A priori, je dirais qu’une simple cuve noire de 1000 litres d’eau, recyclée, à 35 euros, reliée à un chauffage par le sol en simple tuyaux, sous le plancher d’une serre devrait réduire le choc thermique d’au moins deux degrés tous les jours…

donc je n’ai pas de solutions miracles à grande échelle, mais j’ai toujours de petites solutions sympas, qui ne coûtent presque rien, et qui peuvent améliorer la vie de vos familles.

La semaine prochaine, je publierai un dossier avec des dizaines de schémas sur comment fabriquer un chauffage thermique autonome avec une cuve de 1000 litres, un tuyau, des palettes, quelques vitres et une poignée de clous.
Pas d’électricité, de moteurs, d’énergie. Juste le soleil et les changements de températures pour faire circuler l’eau.

C’est pas universel, pas ce qu’il faut faire au détail près. C’est juste ce que je vais faire pour moi, personnellement. Ce n’est qu’une base pour votre réflexion, pour vos propres besoins.

Si vous n’avez pas de serre mais une caravane ou une yourte, les principes physiques de base sont les mêmes.

Pour le moment, ma « serre » est un horrible bric à brac bien moche en palettes et cagettes de récup, avec des plastiques recyclés. Je vous montrerai bientôt comme c’est laid.

Ca m’a couté un gros paquet d’heures et 4 euros de clous.
Je peux y mettre 1200 semis. C’est sympa pour créer son job avec moins de 100 euros en poche, non ?

Donc, mon échec momentané sur une de mes activités ne me fait ni chaud ni froid.
Non seulement je ne perds presque rien, que du temps, mais en plus je deviens bon grâce à ce flop.

Il y a toujours des solutions.

Si un problème ne semble pas avoir de solution, c’est sûrement que l’énoncé est mal posé.

Repensez le problème différemment, avec les contraintes et les idées qui vous arrangent, les ressources dont vous disposez, et vous aurez des moyens d’agir pour ce qui est important pour vous.
Avant la création d’un monde à la con qui s’écroule où tout passe par l’argent, les gens vivaient très bien sans cartes de crédit.
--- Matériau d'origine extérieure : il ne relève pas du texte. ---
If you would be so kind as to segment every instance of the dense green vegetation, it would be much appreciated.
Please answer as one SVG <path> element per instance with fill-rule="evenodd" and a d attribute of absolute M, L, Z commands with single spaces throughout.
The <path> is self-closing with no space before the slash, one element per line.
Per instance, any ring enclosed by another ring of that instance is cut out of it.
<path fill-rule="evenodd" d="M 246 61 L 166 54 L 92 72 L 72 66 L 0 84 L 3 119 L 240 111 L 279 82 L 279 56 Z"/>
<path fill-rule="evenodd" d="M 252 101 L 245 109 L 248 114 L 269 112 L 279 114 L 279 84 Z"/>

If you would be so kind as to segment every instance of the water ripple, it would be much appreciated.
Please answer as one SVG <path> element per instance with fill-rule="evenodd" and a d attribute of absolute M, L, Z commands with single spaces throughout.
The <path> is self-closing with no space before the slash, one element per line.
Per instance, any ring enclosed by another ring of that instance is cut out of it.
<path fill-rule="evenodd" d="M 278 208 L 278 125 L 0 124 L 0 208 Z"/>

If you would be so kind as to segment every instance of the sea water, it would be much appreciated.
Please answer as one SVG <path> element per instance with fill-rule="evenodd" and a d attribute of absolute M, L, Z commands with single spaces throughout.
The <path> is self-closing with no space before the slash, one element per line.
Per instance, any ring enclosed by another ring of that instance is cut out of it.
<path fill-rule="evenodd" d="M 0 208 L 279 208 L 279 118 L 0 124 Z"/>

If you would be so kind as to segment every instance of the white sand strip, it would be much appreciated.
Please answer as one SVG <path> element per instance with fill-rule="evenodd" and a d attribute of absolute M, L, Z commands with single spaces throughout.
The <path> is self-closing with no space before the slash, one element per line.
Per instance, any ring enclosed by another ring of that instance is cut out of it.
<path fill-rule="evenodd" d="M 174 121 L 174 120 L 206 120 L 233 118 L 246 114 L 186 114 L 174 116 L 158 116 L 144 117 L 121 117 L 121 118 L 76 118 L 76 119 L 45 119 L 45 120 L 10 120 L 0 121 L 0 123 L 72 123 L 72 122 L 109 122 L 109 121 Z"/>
Libérez-vous des chaînes du système et vous vivrez mieux.

 

Eventuellement, si vous préférez tout payer au lieu de faire vous-même (bon, en vérité, même moi qui fait beaucoup de choses de mes propres mains, j’ai besoin d’acheter ce qui me manque), je vends aussi les serres des autres, déjà toutes faites dans la boutique.

Ce n’est même pas moi qui emballe, qui expédie, j’ai juste ma petite commission sur chaque vente.
Ho putain, j’adore internet…
Même pendant que je dors ou quand je parle avec une jolie fille, je gagne des sous.

Quand je vous dis que faire des sites sur les sujets qui vous passionnent son un très bon plan dans ce contexte d’effondrement généralisé, je sais de quoi je parle. Je le fais pour moi.

Si vous modifiez l’énoncé de vos problèmes, vous verrez que pour tous vos besoins, des solutions alternatives existent.